Czy Eden (vel Montana) i Ryder będą potrafili odnaleźć się w sieci? Czy spotkają się na żywo? I czy ich kłamstwa nie przekreślą ich wspólnej przyszłości? O tym dowiecie się sięgając po najnowszą książkę Penelope Ward.
Ja mogę Wam jedynie powiedzieć, że jest to książka, która da się lubić. Mimo sztampowości i historii, która nie do końca przekonuje mnie, że mogłaby się zdarzyć naprawdę… Bo to trochę taka powieść o kopciuszku, który stracił rodziców i nagle pojawia się książę z bajki.

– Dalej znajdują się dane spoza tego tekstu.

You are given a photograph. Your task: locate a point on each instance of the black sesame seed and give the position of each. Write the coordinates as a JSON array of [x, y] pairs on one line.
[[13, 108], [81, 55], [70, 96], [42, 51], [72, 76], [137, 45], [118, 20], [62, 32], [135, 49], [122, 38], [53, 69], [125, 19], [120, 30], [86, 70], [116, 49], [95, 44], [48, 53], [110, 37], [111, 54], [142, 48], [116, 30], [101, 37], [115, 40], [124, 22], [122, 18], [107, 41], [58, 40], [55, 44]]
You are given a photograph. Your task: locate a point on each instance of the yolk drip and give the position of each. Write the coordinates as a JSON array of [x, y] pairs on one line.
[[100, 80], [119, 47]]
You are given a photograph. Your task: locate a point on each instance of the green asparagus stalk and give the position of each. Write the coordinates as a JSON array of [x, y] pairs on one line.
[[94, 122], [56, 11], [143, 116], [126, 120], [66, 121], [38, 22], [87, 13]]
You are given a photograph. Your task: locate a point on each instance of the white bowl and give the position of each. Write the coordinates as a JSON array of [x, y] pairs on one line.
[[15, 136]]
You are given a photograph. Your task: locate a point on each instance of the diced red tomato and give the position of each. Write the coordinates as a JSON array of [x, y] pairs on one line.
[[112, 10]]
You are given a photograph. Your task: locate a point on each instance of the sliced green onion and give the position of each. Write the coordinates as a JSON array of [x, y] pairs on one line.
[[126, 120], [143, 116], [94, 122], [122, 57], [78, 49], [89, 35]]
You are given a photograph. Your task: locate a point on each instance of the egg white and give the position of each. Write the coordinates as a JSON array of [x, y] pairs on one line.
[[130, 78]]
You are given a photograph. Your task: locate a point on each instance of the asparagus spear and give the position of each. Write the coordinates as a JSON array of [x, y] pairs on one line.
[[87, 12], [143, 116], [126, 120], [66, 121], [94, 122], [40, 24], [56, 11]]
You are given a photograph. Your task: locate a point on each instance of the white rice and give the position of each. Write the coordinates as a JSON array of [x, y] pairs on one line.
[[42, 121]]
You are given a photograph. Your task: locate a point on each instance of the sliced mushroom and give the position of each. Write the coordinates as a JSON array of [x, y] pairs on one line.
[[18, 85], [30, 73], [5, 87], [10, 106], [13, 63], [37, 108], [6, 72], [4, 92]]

Sami przyznajcie, że to wręcz nierealne. Ale my kobiety lubimy takie książki. W szczególności, gdy bardzo chcemy wierzyć w szczęśliwe zakończenia.
Jeśli przytłoczyła Cię jesienna aura i potrzebujesz otulić się ciepłymi słowami – to ta książka jest właśnie dla Ciebie. Autorka pokazuje, że człowiek czasem jest zmuszony wybrać dla siebie zupełnie inną drogę niż sobie wymarzył. Pokazuje, że poświęcenie ma różne oblicza. A przypadkowe spotkanie może wywrócić czyjeś życie o 180 stopni. Czasami oceniamy kogoś na podstawie pozorów. Zupełnie krzywdząco. „Miłość online” jest trochę takim drogowskazem. To co na pozór wydaje się być… złe i niegodne. Po bliższym poznaniu okazuje się, że tkwiliśmy w błędzie. Że zamiast kogoś poznać, łatwiej było nam go zaszufladkować.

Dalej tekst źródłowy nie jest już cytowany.